Tuesday, February 14, 2006

Model

What happened to Dick Cheney's hunting buddy - by one account he took more than 200 bird-shot pellets to the face and torso - is the perfect model for the Junta's health care strategy. This is exactly how they see things happening. Dick must be so happy - not only is he seeing his national health strategy working first-hand, but he got to actually shoot a man.

He didn't just have to send troops around the world to pull the trigger. And he didn't have to get a sixth educational deferment to dodge the draft - no service to his country when people were shooting back at him. Just a spin and shoot - how satisfying it must be.
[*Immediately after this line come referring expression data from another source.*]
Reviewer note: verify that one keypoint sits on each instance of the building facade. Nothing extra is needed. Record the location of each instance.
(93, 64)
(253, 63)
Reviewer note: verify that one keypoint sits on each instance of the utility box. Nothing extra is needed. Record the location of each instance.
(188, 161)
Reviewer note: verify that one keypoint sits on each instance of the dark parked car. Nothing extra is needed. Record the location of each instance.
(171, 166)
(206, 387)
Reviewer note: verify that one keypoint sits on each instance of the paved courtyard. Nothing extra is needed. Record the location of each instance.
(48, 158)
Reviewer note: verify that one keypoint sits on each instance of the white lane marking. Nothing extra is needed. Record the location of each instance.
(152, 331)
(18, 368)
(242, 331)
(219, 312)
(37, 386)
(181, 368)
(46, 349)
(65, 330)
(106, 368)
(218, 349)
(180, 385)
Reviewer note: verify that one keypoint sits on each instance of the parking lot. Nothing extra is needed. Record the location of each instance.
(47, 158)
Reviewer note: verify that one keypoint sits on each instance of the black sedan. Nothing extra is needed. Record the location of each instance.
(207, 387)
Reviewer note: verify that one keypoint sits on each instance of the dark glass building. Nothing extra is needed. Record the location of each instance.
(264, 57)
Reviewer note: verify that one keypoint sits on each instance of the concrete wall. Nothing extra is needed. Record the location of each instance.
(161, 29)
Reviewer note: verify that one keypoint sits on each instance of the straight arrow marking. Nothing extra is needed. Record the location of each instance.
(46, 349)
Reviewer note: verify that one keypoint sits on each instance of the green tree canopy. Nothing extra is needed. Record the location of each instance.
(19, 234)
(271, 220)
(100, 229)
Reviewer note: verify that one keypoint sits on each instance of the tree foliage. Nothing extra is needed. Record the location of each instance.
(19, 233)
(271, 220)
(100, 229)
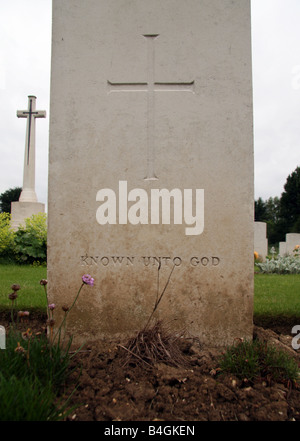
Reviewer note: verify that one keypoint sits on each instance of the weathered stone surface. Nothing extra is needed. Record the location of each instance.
(150, 95)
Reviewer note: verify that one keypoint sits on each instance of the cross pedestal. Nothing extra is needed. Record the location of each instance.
(28, 203)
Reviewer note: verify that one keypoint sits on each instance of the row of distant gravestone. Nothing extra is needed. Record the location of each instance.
(261, 241)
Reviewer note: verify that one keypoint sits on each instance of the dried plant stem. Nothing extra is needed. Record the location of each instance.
(158, 297)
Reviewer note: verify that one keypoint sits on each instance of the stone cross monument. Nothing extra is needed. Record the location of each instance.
(28, 203)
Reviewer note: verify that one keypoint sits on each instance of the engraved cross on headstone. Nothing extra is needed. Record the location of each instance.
(28, 192)
(150, 87)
The health care system did work - a private helicopter air ambulance choppered in with a doctor on board, and the victim (unfortunately a Republican, but what are you going to do?) was airlifted to a waiting trauma centre with the best equipment in the world.

The key here is that the victim and the assailant were both rich and powerful. When rich and powerful people do things to each other - knife fight, pistol duel - there should be immediate choppers and medical technology waiting for them.

But when the victims are poor (or just not-rich, same thing), there should be a bottle of aspirin and the indifferent stare of an overworked receptionist.

See, Cheney's budget that he sent to congress cut all sorts of things, like children's health care and rural defibrillators. Hell, they even cut the research centre they opened in Christopher Reeve's name.

It's a little embarrassing, but the poor (once again: non-rich) need to take the hint: stop expecting health care. If you don't have the bank, don't expect the Doc.

At the very least, you can get shot by the Vice President. Don't get shot by some dirty street criminal or your spouse and expect to receive treatment.

And if you got Alzheimer's - forget it. No treatment for you - unless you're a president.